Anthro in the news 2/17/14

• Lessons learned about AIDs?

The Washington Post published an op-ed by medical anthropologist, health advocate, doctor, and professor at Harvard University, Paul Farmer.

Paul Farmer
Paul Farmer/Wikipedia

He asks whether, a decade after the global AIDS response began in earnest, the lessons learned will be sustained over time and used to fight other diseases. He notes the similarities between the prevalence of chronic hepatitis C infections today and AIDs in the 1990s.
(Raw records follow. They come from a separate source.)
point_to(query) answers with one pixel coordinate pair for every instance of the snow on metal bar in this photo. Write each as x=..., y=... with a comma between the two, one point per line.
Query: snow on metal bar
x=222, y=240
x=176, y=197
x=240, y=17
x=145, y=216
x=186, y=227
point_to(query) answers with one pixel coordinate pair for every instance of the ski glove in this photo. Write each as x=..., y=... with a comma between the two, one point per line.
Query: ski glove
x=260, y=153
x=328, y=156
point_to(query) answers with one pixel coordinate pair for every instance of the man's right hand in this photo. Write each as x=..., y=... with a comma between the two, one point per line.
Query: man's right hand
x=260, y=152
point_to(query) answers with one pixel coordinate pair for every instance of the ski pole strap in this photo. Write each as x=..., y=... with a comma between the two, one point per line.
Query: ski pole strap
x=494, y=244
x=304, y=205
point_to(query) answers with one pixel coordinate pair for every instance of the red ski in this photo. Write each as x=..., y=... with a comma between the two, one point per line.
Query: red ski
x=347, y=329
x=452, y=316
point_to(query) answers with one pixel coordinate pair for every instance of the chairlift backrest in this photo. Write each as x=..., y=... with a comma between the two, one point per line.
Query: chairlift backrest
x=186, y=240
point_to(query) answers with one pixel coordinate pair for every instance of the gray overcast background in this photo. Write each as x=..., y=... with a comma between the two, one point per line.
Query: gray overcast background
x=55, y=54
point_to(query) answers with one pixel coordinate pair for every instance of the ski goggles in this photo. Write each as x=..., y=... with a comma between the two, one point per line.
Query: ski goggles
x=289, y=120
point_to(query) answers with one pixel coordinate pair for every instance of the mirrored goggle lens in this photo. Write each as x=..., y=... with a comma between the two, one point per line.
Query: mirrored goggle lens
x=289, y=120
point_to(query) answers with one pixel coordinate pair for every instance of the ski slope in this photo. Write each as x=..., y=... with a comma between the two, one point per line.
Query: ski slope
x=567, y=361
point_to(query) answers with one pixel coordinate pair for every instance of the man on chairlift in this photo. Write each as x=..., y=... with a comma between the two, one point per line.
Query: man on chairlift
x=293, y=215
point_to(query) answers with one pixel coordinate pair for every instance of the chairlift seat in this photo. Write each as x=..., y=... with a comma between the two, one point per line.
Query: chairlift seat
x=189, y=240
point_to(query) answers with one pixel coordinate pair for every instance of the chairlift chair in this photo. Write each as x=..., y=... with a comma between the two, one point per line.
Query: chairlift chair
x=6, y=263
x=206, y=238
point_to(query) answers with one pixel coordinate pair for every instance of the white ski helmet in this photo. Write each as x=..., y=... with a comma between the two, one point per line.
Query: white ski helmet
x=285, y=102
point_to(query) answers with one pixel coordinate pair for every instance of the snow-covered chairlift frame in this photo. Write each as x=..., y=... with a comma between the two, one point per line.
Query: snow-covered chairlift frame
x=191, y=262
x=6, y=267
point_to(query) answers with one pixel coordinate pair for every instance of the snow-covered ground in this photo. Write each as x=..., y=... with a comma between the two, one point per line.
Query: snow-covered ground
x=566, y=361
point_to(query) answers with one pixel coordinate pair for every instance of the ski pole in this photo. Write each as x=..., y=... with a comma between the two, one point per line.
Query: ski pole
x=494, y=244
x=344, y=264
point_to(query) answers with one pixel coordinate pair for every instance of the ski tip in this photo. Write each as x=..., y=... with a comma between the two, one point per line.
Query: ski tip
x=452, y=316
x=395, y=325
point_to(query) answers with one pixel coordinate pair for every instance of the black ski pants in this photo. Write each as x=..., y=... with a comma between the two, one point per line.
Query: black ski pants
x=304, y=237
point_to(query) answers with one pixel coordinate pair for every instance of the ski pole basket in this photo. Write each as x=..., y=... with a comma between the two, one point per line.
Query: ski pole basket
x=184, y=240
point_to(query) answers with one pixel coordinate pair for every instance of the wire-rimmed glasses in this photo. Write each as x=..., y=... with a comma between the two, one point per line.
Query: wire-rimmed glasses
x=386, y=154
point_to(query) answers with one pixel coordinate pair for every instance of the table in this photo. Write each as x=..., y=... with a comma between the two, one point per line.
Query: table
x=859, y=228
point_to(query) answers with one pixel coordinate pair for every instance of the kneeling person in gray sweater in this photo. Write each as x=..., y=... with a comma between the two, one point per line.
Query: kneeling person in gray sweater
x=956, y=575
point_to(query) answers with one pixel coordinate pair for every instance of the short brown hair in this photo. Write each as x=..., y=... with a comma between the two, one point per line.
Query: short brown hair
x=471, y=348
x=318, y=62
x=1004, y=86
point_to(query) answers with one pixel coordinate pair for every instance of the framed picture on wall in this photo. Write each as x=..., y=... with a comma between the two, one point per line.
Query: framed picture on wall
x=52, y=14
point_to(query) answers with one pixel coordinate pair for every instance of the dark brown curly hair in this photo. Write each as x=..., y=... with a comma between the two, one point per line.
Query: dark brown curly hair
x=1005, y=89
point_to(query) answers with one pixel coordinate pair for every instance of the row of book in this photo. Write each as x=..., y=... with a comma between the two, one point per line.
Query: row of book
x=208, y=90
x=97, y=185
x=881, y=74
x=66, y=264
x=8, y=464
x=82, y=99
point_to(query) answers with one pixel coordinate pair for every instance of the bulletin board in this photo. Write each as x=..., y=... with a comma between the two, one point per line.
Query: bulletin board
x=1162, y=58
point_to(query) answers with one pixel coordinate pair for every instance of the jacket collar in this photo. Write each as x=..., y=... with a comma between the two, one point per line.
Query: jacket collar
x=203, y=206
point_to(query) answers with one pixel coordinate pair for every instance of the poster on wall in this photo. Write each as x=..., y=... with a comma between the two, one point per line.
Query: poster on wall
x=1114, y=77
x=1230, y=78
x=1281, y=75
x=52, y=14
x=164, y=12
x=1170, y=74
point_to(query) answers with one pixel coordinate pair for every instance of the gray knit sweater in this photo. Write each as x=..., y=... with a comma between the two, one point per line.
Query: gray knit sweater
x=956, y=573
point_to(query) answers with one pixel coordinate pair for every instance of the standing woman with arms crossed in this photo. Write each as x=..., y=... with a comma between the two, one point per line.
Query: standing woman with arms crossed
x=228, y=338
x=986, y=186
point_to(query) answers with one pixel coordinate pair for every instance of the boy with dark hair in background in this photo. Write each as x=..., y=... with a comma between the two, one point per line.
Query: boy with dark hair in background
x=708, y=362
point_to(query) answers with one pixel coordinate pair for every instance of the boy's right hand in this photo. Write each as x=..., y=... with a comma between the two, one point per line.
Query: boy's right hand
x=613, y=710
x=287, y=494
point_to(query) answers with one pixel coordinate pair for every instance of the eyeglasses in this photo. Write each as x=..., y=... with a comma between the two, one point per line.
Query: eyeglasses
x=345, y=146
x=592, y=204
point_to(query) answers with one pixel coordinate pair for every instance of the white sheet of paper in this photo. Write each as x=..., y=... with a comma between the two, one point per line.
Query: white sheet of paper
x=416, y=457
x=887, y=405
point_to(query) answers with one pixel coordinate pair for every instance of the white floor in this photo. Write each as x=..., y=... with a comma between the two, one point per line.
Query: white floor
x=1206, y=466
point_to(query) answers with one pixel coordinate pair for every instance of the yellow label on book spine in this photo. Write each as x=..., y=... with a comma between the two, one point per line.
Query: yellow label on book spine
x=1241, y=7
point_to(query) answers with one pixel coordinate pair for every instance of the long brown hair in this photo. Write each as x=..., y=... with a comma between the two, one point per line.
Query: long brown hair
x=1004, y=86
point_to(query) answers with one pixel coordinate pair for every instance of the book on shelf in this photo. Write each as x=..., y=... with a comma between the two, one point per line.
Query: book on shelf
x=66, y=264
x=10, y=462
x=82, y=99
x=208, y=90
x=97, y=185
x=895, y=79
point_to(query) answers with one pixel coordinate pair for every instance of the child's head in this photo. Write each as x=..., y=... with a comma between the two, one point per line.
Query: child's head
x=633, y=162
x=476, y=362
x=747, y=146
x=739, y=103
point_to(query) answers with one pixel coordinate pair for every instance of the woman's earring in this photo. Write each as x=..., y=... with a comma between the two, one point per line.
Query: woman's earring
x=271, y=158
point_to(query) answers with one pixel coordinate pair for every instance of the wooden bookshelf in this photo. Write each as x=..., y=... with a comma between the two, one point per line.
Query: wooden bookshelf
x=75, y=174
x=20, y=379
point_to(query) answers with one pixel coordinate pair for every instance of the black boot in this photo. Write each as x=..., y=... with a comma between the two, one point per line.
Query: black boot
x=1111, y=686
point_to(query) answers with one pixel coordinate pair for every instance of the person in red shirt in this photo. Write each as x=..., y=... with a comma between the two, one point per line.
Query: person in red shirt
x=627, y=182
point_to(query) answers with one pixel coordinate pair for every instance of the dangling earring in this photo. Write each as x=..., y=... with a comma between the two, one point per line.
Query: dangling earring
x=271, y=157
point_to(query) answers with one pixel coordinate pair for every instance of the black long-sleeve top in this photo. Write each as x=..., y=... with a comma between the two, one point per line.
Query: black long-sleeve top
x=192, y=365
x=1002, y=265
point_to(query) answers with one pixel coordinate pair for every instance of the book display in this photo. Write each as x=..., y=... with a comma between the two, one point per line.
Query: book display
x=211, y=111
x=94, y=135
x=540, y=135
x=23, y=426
Hepatitis C inflicts 170 million people worldwide, is the leading indication for liver transplant in the United States, and a common cause of liver failure around the world. For some, however, Hepatitis C is about to become curable thanks to the knowledge doctors and researchers gained fighting AIDs.

• Source your chocolate

Cultural anthropologist Mark Schuller, anthropology professor at Northern Illinois University, writes in The Huffington Post about where chocolate comes and options for the future. He highlights a documentary film, “Nothing Like Chocolate,” by sociologist Kum-Kum Bhavnani of the University of California at Santa Barbara.

Noting that over 40 percent of the world’s chocolate comes from Côte d’Ivoire, the film documents the violence behind its harvest, including civil war and child labor. It reveals the growing consolidation of the chocolate industry by transnational agribusiness corporations like Nestle and Hershey’s who continue to buy up small producers.

On a more positive note, the film highlights an alternative to this process in the Grenada Chocolate Company: “Within 5 years, the co-operative was producing 9 to 10 tons of local organic chocolate. Nothing Like Chocolate looks at this revolutionary experiment, focusing on how solar power, appropriate technology and activism merge to create a business whose values are fairness, community, sustainability and high quality.”